Recent statistics from the Ministry of Justice revealed that 25,362 Koreans gave up their nationality between January and July 2016, whereas only 5,307 became citizens or regained their Korean citizenship. The figures for the past decade were 212,569 and 146,153, respectively.
There are two different circumstances under one gives up their citizenship – renunciation and denationalization. In general, renunciation is when one with dual citizenship gives up his or her nationality to choose the other, whereas denationalization is when one voluntarily acquires citizenship from a different country and gives up Korean nationality.
In the past ten years, 8,267 individuals renounced their nationality, 76.7 percent of whom chose citizenship in the United States. The U.S. was followed by Japan (6.7 percent), Canada (6.6 percent), and Australia (2.6 percent). The data also revealed that 83.7 percent renounced their citizenship before they turned 20, with 5,744 being teenagers.
The other 204,302 were denationalized, with the U.S. also the most popular destination at 44.6 percent, followed by Japan (26.8 percent), Canada (15.4 percent), and Australia (5.2 percent). Those in their 20s were the most numerous, accounting for 18.3 percent of denationalization cases, while those in their 50s (15.9 percent), 40s (15.1 percent), and 30s (13.6 percent) followed suit.
“As newly-coined terms like ‘Hell-Joseon’ and ‘N-Po Generation’ show, a significant number of citizens are leaving our society in search of better, more developed countries,” said Minjoo Party of Korea lawmaker Keum Tae-sup, who announced the ministry data Monday. “There’s an urgent call for measures that can help people recover their faith and hope in our society.”
“Hell-Joseon”, a combination of hell and Korea’s former Joseon Dynasty, is used to denounce the struggles and injustice in Korean society, whereas “N-Po Generation” refers to Korean youth who are forced to surrender ‘n’ number of basic lifestyle elements, such as marriage, jobs, childbirth, and even dreams, from economic and social pressures levied upon them.
Meanwhile, Keum also criticized lax restrictions for men who give up their citizenship as a means of avoiding conscription in the Korean military.
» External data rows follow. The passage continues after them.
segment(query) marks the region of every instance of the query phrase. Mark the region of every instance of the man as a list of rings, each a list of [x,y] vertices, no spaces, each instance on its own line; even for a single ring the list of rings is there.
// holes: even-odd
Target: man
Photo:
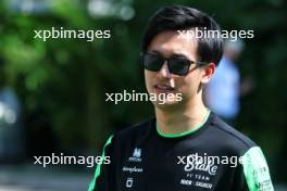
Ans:
[[[90,191],[273,191],[260,148],[202,102],[202,88],[222,56],[222,39],[180,35],[196,29],[220,26],[207,14],[180,5],[161,9],[151,18],[141,50],[147,90],[180,93],[182,100],[153,101],[155,118],[110,137],[103,156],[111,163],[97,166]],[[245,163],[223,164],[223,158],[240,156]]]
Currently, all able-bodied South Korean men between the ages of 18 and 35 must serve in the military for roughly two years.
An annual average of 3,400 men give up their citizenship to evade military service, according to government data.
“We need to impose stronger sanctions such as restrictions on visa issuance, and reinforced tax burdens for those changing their nationality to evade their constitutional duties.”